Entry into the Benchmark API

A Bench API instance allows configuration for test data generation, execution of queries against the Deephaven Engine, and state for test metrics.

public class AvroKafkaJoinStream {
	Bench api = Bench.create(this);
}

There is no need to memorize a class structure for the API. Everthing starts from a Bench instance and can be followed using "." with code insight.

Table Generation

Table data can be produced by defining columns, types, and sample data.

api.table("stock_trans").random()
	.add("symbol", "string", "SYM[1-1000]")
	.add("price", "float", "[100-200]")
	.add("buys", "int", "[1-100]")
	.add("sells", "int", "[1-100]")
	.generateParquet();

This generates a parquet file on the server with the path data/stock_trans.parquet for use in subsequent queries.

Table Types:

random: Will choose random values for each column range inclusive of the boundaries
fixed: Will iterate through the range inclusive of the boundaries. Table row count will be the longest range.

Column Types:

string
long
int
double
float

Generator Types:

Parquet: Generates a parquet file to the Deephaven Engines data directory in ZSTD compressed format
Avro: Generates records to a Kafka topic using Avro serializers and spec

Query Scripts

Table data can be queried from a Parquet file as in the following query script:

from deephaven.parquet import read

p_stock_trans = read('/data/stock_trans.parquet')

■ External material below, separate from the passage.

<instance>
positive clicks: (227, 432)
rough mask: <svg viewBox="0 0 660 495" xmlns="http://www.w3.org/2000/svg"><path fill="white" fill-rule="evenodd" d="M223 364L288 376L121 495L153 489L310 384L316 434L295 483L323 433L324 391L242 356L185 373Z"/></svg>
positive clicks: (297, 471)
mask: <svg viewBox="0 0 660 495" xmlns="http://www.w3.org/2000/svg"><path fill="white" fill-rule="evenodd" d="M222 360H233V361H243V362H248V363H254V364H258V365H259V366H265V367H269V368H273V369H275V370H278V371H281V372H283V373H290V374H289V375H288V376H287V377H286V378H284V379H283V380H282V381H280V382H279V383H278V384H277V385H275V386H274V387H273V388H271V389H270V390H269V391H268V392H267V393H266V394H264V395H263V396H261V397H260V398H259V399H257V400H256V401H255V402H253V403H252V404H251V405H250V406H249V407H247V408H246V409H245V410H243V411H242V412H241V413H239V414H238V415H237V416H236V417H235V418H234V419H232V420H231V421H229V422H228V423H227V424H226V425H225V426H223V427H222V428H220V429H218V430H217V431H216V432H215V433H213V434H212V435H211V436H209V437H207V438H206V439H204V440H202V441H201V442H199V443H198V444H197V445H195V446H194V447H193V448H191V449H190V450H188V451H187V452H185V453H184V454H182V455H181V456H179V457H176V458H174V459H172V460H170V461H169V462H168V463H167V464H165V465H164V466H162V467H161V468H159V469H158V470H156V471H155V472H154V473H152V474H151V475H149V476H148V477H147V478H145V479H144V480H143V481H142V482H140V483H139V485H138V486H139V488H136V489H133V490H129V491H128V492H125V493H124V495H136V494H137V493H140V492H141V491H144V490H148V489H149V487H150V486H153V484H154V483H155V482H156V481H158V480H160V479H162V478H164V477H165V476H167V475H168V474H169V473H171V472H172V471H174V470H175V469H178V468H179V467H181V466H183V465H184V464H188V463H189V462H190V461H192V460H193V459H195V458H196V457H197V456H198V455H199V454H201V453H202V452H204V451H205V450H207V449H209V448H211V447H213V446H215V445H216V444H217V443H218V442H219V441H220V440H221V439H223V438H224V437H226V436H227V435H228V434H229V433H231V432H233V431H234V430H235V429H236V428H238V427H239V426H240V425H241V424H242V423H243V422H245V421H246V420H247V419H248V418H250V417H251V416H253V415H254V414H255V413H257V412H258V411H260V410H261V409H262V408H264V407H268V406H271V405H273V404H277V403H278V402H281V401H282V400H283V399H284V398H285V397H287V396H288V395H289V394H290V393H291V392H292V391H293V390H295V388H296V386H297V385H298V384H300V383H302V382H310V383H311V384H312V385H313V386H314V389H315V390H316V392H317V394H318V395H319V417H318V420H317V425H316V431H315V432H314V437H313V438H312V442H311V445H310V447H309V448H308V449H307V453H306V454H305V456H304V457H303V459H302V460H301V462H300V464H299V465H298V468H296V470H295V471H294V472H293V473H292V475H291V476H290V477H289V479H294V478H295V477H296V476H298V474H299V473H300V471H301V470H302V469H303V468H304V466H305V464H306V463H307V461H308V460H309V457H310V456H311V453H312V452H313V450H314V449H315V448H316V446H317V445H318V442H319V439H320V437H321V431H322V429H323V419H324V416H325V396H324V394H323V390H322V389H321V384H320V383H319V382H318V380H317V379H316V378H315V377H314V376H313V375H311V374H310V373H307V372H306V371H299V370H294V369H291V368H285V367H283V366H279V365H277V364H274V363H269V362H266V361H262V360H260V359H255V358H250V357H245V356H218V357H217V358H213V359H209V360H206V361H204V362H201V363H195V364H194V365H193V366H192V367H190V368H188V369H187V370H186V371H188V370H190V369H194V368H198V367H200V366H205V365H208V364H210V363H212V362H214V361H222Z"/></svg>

Or it can queried from a Kafka topic as in the following:

from deephaven import kafka_consumer as kc
from deephaven.stream.kafka.consumer import TableType, KeyValueSpec
		
kafka_stock_trans = kc.consume(
	{ 'bootstrap.servers' : '${kafka.consumer.addr}', 'schema.registry.url' : 'http://${schema.registry.addr}' },
	'stock_trans', partitions=None, offsets=kc.ALL_PARTITIONS_SEEK_TO_BEGINNING,
	key_spec=KeyValueSpec.IGNORE, value_spec=kc.avro_spec('stock_trans_record', schema_version='1'),
	table_type=TableType.append())

Examples of using Deephaven query scripts can be found in the Deephaven Core Community Tutorials.

Executing Queries

Queries are executed as in the following code snippet from any JUnit test.

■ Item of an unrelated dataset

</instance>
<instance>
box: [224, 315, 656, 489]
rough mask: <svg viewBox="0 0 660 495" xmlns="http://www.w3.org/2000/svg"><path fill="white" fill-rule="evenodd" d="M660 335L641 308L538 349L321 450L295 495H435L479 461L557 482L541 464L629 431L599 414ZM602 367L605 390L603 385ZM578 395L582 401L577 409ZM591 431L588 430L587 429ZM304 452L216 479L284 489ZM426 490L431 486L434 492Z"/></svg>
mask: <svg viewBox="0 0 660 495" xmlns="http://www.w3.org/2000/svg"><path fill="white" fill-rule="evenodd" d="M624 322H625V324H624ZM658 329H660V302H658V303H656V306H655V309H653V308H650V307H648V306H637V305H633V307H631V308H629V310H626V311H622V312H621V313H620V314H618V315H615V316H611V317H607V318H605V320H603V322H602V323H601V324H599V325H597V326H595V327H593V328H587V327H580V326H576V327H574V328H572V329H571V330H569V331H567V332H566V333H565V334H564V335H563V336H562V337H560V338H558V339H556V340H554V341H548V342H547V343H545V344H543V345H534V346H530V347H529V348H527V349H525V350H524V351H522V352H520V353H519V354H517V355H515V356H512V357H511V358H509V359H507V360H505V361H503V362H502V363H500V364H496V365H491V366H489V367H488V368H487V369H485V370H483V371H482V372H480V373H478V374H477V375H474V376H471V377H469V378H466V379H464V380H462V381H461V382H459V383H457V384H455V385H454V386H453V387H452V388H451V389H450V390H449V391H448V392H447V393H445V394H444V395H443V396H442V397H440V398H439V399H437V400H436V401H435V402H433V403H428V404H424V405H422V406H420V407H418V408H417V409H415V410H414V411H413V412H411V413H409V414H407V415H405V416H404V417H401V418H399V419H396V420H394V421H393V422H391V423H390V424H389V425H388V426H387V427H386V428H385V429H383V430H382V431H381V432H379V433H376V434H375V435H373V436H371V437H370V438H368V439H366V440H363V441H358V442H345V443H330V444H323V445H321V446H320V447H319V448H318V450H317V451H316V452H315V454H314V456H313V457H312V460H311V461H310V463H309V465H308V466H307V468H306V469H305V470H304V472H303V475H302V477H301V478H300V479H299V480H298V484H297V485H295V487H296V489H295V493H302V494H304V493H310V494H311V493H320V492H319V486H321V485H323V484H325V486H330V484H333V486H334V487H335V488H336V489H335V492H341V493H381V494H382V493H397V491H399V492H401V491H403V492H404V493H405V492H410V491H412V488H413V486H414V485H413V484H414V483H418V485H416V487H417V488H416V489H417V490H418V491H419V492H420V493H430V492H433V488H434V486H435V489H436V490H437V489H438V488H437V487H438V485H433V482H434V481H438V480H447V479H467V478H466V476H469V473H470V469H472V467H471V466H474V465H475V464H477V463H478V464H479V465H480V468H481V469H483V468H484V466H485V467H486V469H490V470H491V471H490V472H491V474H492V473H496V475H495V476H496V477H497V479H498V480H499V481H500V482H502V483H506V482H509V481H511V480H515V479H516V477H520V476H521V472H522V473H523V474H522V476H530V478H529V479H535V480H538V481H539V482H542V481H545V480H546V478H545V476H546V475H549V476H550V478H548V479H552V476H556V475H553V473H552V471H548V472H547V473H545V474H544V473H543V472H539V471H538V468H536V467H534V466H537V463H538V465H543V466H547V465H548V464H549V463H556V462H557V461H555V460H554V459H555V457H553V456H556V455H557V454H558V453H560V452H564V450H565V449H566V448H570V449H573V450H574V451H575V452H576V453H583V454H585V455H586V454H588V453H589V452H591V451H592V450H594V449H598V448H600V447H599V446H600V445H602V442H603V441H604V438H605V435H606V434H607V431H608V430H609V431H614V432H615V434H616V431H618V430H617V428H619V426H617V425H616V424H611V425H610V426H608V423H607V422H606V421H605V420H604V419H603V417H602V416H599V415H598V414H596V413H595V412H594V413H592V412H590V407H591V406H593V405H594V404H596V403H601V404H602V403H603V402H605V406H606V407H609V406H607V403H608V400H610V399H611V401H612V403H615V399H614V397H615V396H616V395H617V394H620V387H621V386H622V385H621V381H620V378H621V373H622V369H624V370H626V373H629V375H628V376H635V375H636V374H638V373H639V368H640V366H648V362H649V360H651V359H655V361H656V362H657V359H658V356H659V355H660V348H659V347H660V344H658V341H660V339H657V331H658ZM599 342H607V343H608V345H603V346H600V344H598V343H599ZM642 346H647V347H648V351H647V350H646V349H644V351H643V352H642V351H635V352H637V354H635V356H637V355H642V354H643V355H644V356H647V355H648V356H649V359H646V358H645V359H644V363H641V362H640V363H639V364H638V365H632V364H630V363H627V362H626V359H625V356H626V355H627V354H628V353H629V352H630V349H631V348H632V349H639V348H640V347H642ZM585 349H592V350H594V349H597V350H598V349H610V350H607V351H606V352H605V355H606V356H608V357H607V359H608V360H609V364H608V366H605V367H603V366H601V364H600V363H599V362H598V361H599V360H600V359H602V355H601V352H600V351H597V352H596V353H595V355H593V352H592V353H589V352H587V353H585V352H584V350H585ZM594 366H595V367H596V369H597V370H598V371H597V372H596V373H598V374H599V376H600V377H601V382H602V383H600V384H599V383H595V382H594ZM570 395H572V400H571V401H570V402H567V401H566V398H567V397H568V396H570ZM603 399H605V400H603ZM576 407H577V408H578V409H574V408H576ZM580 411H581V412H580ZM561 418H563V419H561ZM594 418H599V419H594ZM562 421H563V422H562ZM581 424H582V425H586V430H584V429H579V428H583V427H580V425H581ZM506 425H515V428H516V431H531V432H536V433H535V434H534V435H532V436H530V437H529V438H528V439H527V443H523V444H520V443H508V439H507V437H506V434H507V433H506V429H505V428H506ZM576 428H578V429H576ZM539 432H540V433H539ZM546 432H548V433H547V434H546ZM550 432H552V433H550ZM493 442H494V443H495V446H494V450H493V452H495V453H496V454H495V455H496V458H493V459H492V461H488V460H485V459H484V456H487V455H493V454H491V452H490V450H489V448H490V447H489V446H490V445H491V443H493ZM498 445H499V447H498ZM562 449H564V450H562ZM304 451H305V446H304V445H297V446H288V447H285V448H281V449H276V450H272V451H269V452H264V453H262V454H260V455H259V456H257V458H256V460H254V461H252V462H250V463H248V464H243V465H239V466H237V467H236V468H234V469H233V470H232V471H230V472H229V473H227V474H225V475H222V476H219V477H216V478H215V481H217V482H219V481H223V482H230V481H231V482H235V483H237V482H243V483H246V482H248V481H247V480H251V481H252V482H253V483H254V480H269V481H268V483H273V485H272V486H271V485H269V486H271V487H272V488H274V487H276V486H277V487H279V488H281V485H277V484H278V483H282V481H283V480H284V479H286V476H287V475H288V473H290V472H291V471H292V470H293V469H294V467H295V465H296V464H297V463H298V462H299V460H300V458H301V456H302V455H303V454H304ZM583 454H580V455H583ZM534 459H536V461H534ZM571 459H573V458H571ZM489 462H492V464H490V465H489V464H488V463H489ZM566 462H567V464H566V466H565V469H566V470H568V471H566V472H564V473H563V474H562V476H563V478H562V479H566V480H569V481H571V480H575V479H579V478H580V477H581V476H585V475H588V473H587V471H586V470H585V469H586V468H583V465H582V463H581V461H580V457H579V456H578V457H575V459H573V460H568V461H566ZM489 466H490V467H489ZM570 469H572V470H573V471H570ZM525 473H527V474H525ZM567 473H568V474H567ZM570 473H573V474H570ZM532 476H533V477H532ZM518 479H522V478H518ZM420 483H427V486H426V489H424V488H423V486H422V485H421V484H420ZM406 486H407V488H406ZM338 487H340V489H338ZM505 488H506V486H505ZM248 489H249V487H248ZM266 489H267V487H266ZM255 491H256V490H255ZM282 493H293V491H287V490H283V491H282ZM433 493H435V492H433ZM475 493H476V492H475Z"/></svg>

api.query(query).fetchAfter("record_count", table->{
	int recCount = table.getSum("RecordCount").intValue();
	assertEquals("Wrong record count", scaleRowCount, recCount);
}).execute();
api.awaitCompletion();

Before execution, every property like "${kafka.consumer.addr}" will be replaced with a corresponding values from one of the following (in order):

Profile Properties: Properties loaded from properties passed into the JVM with -Dbenchmark.profile=my.properties or, if that is missing, default.properties from this project
System Properties: Properties from System.getProperty(name) in the JVM
Environment Variables: Variables set in the OS environment and retrieved with System.env(name)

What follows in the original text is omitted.